To see what the Matrix 980 Ti could do on quick and dirty overclocking, I did some basic benchmarking on the EVGA SC Gaming and then used EVGA’s PrecisionX to adjust voltage, power, and clock speeds. I did the same with the Matrix 980 Ti and compared the results.
In the Tomb Raider benchmark, with everything maxed and SSAA cranked to 4x, EVGA’s card turned in an average 55.3 fps at 1440p. On the same settings, the Matrix 980 Ti delivered 61.3 fps. That was with no overclock on either card.
System specs
Motherboard: Gigabyte-X99-Gaming 5
CPU: Intel Core i7 5960X
Cooler: Enermax Liqtech 240 closed-loop liquid
RAM: 32GB Crucial DDR4-2133
Storage: Plextor M6e SSD, OCZ Vector 180 SSD
PSU: Enermax 1500 watt power supply
In GTA5, the EVGA card turned in an average of 35.9 fps at 1440p with every graphics setting and advanced graphics setting turned all the way up, including 8x MSAA. The Matrix again did a few frames better at 39.6 fps average.
In the Unigine Heaven benchmark, there was a more pronounced difference: 48.8 fps for the EVGA, 56 fps for the Matrix 980 Ti.
Then came the overclocking. With about an hour of tinkering, I got the EVGA card to a stable overclock of +100 MHz on the GPU and +400 on the memory, with 56mv of extra voltage. That upped performance in the Heaven benchmark to an average 58.6 frames per second and a maxed turbo clock speed of 1433 MHz.
Do you think the Matrix 980 Ti could do better? You bet it could.
I managed to add 75 MHz to the GPU clock and 100 MHz to the memory speed on the Matrix, topping 1500 MHz, although the average fps was negligibly higher at 59.8.
Most impressively, both cards stayed comfortably cool. Even overclocked the Matrix hovered around 65C, and while the EVGA card ran much hotter at idle (around 50C with the fans not even running), it only got up to the low 70s under full load. And with the side panel off my case, I couldn’t hear either card unless I stuck my head right up to the system. Whisper quiet.

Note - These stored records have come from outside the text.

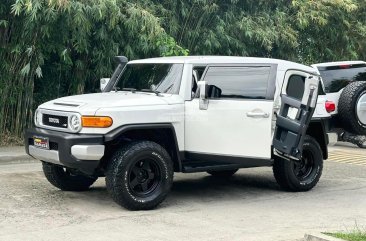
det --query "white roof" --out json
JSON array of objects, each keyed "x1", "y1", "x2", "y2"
[
  {"x1": 311, "y1": 60, "x2": 366, "y2": 67},
  {"x1": 129, "y1": 56, "x2": 316, "y2": 73}
]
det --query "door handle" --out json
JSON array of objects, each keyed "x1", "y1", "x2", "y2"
[{"x1": 247, "y1": 112, "x2": 269, "y2": 118}]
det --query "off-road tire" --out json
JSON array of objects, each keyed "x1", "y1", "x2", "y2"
[
  {"x1": 338, "y1": 81, "x2": 366, "y2": 135},
  {"x1": 273, "y1": 136, "x2": 323, "y2": 192},
  {"x1": 106, "y1": 141, "x2": 174, "y2": 210},
  {"x1": 42, "y1": 162, "x2": 97, "y2": 192},
  {"x1": 207, "y1": 169, "x2": 238, "y2": 178}
]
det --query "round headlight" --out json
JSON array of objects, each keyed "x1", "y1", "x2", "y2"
[
  {"x1": 34, "y1": 109, "x2": 42, "y2": 126},
  {"x1": 70, "y1": 115, "x2": 81, "y2": 131}
]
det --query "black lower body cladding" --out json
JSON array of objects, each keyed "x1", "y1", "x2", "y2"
[{"x1": 24, "y1": 128, "x2": 104, "y2": 175}]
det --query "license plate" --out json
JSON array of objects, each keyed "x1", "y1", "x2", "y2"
[{"x1": 33, "y1": 136, "x2": 50, "y2": 150}]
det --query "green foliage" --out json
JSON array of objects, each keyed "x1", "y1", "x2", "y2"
[{"x1": 0, "y1": 0, "x2": 366, "y2": 143}]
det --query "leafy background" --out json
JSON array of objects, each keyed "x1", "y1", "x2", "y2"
[{"x1": 0, "y1": 0, "x2": 366, "y2": 144}]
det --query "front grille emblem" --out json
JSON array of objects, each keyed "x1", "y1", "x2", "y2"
[{"x1": 48, "y1": 117, "x2": 60, "y2": 124}]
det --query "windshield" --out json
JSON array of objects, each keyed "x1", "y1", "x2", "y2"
[
  {"x1": 319, "y1": 64, "x2": 366, "y2": 93},
  {"x1": 115, "y1": 64, "x2": 183, "y2": 94}
]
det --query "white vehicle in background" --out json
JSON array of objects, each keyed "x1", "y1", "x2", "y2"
[{"x1": 312, "y1": 61, "x2": 366, "y2": 148}]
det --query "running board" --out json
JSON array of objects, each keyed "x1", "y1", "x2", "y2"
[{"x1": 182, "y1": 156, "x2": 273, "y2": 173}]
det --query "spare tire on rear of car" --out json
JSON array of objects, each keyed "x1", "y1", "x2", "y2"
[{"x1": 338, "y1": 81, "x2": 366, "y2": 135}]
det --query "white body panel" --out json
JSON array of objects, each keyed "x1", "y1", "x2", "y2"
[{"x1": 185, "y1": 99, "x2": 273, "y2": 159}]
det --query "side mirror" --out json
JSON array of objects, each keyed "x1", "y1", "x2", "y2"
[
  {"x1": 198, "y1": 81, "x2": 208, "y2": 110},
  {"x1": 100, "y1": 78, "x2": 110, "y2": 92}
]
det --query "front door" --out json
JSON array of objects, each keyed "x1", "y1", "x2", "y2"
[{"x1": 185, "y1": 65, "x2": 276, "y2": 162}]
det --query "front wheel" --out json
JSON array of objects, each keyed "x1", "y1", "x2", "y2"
[
  {"x1": 273, "y1": 136, "x2": 323, "y2": 192},
  {"x1": 42, "y1": 162, "x2": 97, "y2": 191},
  {"x1": 106, "y1": 141, "x2": 174, "y2": 210}
]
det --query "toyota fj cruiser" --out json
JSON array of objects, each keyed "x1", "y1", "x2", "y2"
[
  {"x1": 312, "y1": 61, "x2": 366, "y2": 148},
  {"x1": 25, "y1": 56, "x2": 328, "y2": 210}
]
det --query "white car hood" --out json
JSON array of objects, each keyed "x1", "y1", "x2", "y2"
[{"x1": 39, "y1": 91, "x2": 183, "y2": 115}]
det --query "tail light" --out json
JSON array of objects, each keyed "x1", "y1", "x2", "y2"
[{"x1": 325, "y1": 100, "x2": 335, "y2": 113}]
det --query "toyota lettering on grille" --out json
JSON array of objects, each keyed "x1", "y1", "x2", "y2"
[{"x1": 48, "y1": 117, "x2": 60, "y2": 124}]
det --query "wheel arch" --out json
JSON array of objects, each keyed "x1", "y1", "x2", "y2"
[
  {"x1": 306, "y1": 119, "x2": 329, "y2": 160},
  {"x1": 104, "y1": 123, "x2": 182, "y2": 172}
]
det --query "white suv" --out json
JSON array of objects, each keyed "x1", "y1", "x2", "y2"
[
  {"x1": 25, "y1": 56, "x2": 328, "y2": 210},
  {"x1": 312, "y1": 61, "x2": 366, "y2": 147}
]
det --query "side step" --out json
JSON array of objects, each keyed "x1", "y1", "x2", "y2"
[{"x1": 182, "y1": 160, "x2": 273, "y2": 173}]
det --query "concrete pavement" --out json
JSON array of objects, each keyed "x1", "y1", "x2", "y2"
[{"x1": 0, "y1": 147, "x2": 366, "y2": 241}]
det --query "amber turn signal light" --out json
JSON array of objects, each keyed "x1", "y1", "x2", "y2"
[{"x1": 81, "y1": 116, "x2": 113, "y2": 128}]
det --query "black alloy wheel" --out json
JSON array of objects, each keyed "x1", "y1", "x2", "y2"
[{"x1": 128, "y1": 158, "x2": 162, "y2": 197}]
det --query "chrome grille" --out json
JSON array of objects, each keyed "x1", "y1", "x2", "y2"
[{"x1": 42, "y1": 114, "x2": 68, "y2": 128}]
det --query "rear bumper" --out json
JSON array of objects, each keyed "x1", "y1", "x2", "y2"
[{"x1": 24, "y1": 128, "x2": 105, "y2": 175}]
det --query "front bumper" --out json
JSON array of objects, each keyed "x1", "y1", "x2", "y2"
[{"x1": 24, "y1": 128, "x2": 105, "y2": 175}]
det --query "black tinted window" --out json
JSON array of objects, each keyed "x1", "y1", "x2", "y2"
[
  {"x1": 286, "y1": 75, "x2": 305, "y2": 100},
  {"x1": 205, "y1": 67, "x2": 270, "y2": 99},
  {"x1": 318, "y1": 64, "x2": 366, "y2": 93},
  {"x1": 116, "y1": 64, "x2": 183, "y2": 94}
]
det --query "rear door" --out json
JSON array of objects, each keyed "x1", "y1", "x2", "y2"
[
  {"x1": 273, "y1": 70, "x2": 320, "y2": 160},
  {"x1": 185, "y1": 64, "x2": 276, "y2": 161}
]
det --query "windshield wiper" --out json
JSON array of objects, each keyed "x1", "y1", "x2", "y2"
[{"x1": 140, "y1": 89, "x2": 162, "y2": 96}]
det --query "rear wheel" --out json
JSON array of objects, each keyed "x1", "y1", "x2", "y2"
[
  {"x1": 338, "y1": 81, "x2": 366, "y2": 135},
  {"x1": 207, "y1": 169, "x2": 238, "y2": 178},
  {"x1": 273, "y1": 136, "x2": 323, "y2": 192},
  {"x1": 106, "y1": 141, "x2": 174, "y2": 210},
  {"x1": 42, "y1": 162, "x2": 97, "y2": 191}
]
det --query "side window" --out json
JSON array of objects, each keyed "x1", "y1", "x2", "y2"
[
  {"x1": 286, "y1": 75, "x2": 305, "y2": 100},
  {"x1": 204, "y1": 66, "x2": 270, "y2": 99}
]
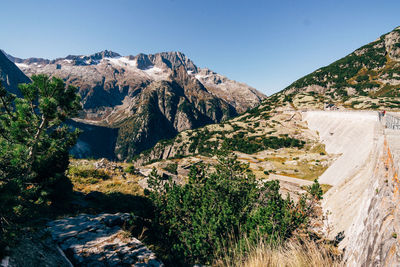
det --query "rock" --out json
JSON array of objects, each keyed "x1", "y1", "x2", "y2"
[{"x1": 48, "y1": 213, "x2": 164, "y2": 267}]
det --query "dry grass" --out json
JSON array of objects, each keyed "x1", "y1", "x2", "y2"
[
  {"x1": 214, "y1": 240, "x2": 343, "y2": 267},
  {"x1": 68, "y1": 160, "x2": 143, "y2": 195}
]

The Matrix 980 Ti is begging to be shown off in a flashy case with a window, assuming you dig Asus’s look. At $720, it’s priced at a premium over most 980 Tis; the EVGA card is only $650, and some of the Matrix’s features won’t mean much for you if you don’t obsess over every percent gained in manual overclocking.
Then again, you’re also paying for the convenience of this thing totally cruising out of the box. If money’s no object, you’re going to get a hell of a high performance card, no tuning required. Just make sure you have a case that can hold it.